The practice of medicine is largely based on this same, lofty idealism. It is a field of service with immense responsibility. Armed with this concomitant responsibility, medicine is constantly testing our freedom of awareness - often in extreme manners. Whether it’s nearing the 14th hour of an 18-hour shift or being woken up to a 3am page, the mind will naturally waver and yearn to return to its “default” state as the center of its universe. As a result, we may begin to treat the disease but pass over the human - remembering the task while surrendering the reason. This stands as proof that the demanding nature of medicine can insidiously erode even our recognition of this freedom of awareness. And that is perhaps the most inauspicious result of all - we begin making daily choices (of where to put our thoughts) without our conscious knowledge that a choice is being made.
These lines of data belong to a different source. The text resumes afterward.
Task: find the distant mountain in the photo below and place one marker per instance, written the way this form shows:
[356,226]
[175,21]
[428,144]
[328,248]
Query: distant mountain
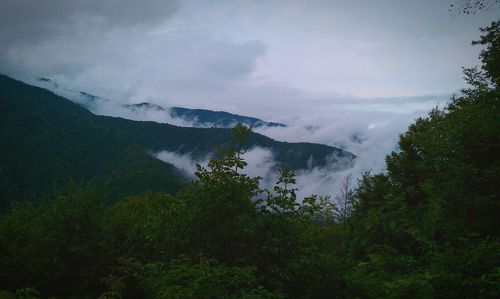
[218,119]
[200,118]
[47,141]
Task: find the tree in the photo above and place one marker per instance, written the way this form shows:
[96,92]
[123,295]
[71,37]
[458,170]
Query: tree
[469,7]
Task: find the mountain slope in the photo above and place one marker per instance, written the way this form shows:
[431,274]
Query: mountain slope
[47,141]
[218,119]
[200,142]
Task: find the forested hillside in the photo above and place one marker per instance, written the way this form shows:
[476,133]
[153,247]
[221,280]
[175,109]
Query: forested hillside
[49,143]
[427,228]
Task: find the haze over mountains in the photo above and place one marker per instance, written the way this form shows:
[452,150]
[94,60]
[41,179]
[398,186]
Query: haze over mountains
[48,141]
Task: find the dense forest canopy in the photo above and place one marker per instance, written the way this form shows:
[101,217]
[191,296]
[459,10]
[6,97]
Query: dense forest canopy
[427,228]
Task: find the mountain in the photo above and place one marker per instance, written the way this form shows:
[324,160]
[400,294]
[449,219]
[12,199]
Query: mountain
[200,118]
[47,141]
[218,119]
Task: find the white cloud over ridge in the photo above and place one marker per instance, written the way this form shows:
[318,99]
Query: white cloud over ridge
[328,69]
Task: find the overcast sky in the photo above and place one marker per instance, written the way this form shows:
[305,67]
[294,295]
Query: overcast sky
[225,54]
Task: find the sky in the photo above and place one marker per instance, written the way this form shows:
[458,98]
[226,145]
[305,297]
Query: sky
[363,67]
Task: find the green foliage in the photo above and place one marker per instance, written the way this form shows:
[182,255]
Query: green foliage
[427,228]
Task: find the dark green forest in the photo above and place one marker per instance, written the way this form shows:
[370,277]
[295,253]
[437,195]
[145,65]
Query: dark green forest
[426,228]
[49,144]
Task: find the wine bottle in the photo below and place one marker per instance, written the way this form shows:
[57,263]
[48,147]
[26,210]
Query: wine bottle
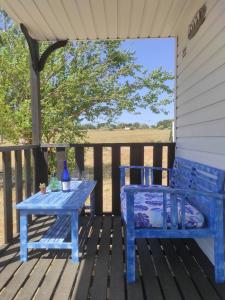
[65,178]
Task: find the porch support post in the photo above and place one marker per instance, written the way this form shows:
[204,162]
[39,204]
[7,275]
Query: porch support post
[35,86]
[35,98]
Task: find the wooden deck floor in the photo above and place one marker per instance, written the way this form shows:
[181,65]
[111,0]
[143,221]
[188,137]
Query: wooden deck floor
[167,269]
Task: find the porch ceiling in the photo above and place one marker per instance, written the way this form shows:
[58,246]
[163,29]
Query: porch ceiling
[100,19]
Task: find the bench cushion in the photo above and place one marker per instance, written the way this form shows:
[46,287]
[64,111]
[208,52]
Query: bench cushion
[148,211]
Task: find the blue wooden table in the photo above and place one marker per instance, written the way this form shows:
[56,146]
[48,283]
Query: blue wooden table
[66,206]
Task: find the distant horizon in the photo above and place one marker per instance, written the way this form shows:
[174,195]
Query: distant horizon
[152,54]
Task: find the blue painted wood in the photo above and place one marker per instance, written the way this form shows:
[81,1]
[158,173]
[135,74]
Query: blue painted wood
[74,236]
[130,239]
[49,245]
[23,236]
[66,206]
[198,184]
[58,231]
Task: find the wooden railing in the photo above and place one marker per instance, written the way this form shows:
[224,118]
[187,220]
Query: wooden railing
[22,168]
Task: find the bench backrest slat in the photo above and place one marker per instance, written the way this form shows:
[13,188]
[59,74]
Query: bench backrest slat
[197,176]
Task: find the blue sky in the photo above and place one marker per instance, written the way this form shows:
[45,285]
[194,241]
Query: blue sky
[151,53]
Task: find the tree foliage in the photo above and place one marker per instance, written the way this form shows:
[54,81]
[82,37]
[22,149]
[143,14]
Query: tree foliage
[83,81]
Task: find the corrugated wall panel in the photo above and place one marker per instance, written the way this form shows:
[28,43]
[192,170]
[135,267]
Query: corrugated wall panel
[200,112]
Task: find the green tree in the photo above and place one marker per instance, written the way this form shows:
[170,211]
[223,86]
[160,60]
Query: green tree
[83,81]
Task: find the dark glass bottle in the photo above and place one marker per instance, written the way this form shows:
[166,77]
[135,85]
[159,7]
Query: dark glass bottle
[65,178]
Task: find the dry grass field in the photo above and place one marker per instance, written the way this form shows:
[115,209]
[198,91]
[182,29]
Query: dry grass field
[128,136]
[104,136]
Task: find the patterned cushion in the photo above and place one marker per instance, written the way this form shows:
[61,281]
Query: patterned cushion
[148,210]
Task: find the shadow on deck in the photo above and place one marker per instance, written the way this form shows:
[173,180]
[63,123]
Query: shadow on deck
[167,269]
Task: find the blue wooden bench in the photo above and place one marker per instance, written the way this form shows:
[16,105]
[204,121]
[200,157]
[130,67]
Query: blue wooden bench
[190,182]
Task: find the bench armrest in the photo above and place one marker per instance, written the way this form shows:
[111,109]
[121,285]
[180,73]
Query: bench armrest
[169,190]
[146,171]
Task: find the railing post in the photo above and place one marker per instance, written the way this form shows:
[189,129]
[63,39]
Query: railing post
[40,168]
[157,162]
[7,197]
[115,179]
[98,172]
[170,158]
[136,159]
[19,183]
[60,157]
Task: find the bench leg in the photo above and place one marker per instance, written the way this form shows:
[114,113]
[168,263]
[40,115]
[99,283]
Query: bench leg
[219,257]
[130,257]
[74,236]
[23,236]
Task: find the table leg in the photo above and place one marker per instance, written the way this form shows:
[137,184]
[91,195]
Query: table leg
[74,236]
[23,236]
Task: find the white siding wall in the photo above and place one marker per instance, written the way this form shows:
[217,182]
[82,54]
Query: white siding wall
[200,105]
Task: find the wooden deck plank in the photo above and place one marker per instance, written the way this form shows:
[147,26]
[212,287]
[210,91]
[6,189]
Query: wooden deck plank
[35,278]
[99,287]
[18,279]
[135,290]
[161,274]
[64,288]
[81,287]
[206,265]
[167,281]
[183,279]
[202,283]
[14,263]
[117,285]
[150,280]
[52,277]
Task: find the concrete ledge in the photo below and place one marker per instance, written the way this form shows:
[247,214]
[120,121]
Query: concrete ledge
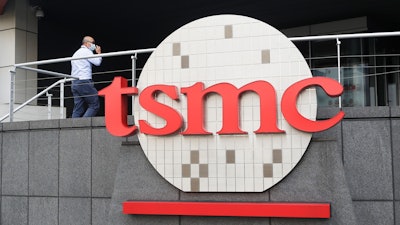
[76,122]
[44,124]
[98,122]
[10,126]
[359,112]
[367,112]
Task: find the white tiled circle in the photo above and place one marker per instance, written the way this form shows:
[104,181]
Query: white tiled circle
[236,50]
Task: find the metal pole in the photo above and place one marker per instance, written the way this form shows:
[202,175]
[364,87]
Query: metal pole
[12,93]
[133,58]
[62,99]
[48,105]
[338,57]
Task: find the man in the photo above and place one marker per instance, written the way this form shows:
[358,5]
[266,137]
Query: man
[86,101]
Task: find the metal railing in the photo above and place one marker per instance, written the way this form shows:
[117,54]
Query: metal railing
[26,66]
[134,56]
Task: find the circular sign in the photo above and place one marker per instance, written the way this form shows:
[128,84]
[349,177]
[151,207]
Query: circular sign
[237,50]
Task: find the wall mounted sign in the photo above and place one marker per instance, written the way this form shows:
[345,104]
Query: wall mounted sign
[224,104]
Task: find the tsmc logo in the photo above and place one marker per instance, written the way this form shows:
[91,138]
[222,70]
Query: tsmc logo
[224,104]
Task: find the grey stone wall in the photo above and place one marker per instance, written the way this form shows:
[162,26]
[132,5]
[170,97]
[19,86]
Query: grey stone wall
[74,172]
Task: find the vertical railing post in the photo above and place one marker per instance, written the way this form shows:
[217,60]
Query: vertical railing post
[49,105]
[62,99]
[12,94]
[133,58]
[339,68]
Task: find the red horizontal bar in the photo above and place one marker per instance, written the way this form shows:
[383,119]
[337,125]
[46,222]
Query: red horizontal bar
[236,209]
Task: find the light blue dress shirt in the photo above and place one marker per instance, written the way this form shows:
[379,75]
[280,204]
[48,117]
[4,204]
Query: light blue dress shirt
[82,68]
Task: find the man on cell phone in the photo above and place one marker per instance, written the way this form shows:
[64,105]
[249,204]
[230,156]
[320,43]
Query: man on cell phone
[86,101]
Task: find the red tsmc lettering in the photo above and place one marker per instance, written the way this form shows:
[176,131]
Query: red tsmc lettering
[116,107]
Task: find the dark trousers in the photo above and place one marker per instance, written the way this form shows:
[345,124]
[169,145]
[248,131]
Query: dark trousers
[86,100]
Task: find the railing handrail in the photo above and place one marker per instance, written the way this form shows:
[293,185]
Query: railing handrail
[36,96]
[66,59]
[27,65]
[345,36]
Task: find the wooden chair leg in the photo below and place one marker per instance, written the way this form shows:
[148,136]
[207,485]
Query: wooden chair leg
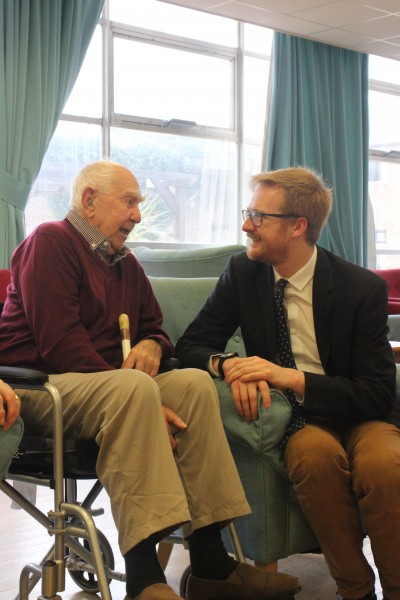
[164,552]
[270,567]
This is why I have chosen to consider the cadaver. For a medical student, the cadaver is our first patient and our first meaningful challenge. Importantly, it brings to question our awareness when dealing with patients; providing a remembrance to the fact that when we are working with the cadaver, a conscious choice is being made within ourselves. We can use our consciousness to focus on this fundamentally spiritual act of dissection or we can consider the “drag” of the work that dissecting entails.

The purpose of this piece is to serve as a reminder, perhaps to myself more than anyone else, of this freedom. A freedom which can be forgotten in the skirmishes of daily life and which takes on a unique responsibility in the medical field.


Vahid Yazdi is a second-year medical student at the UTCOMLS.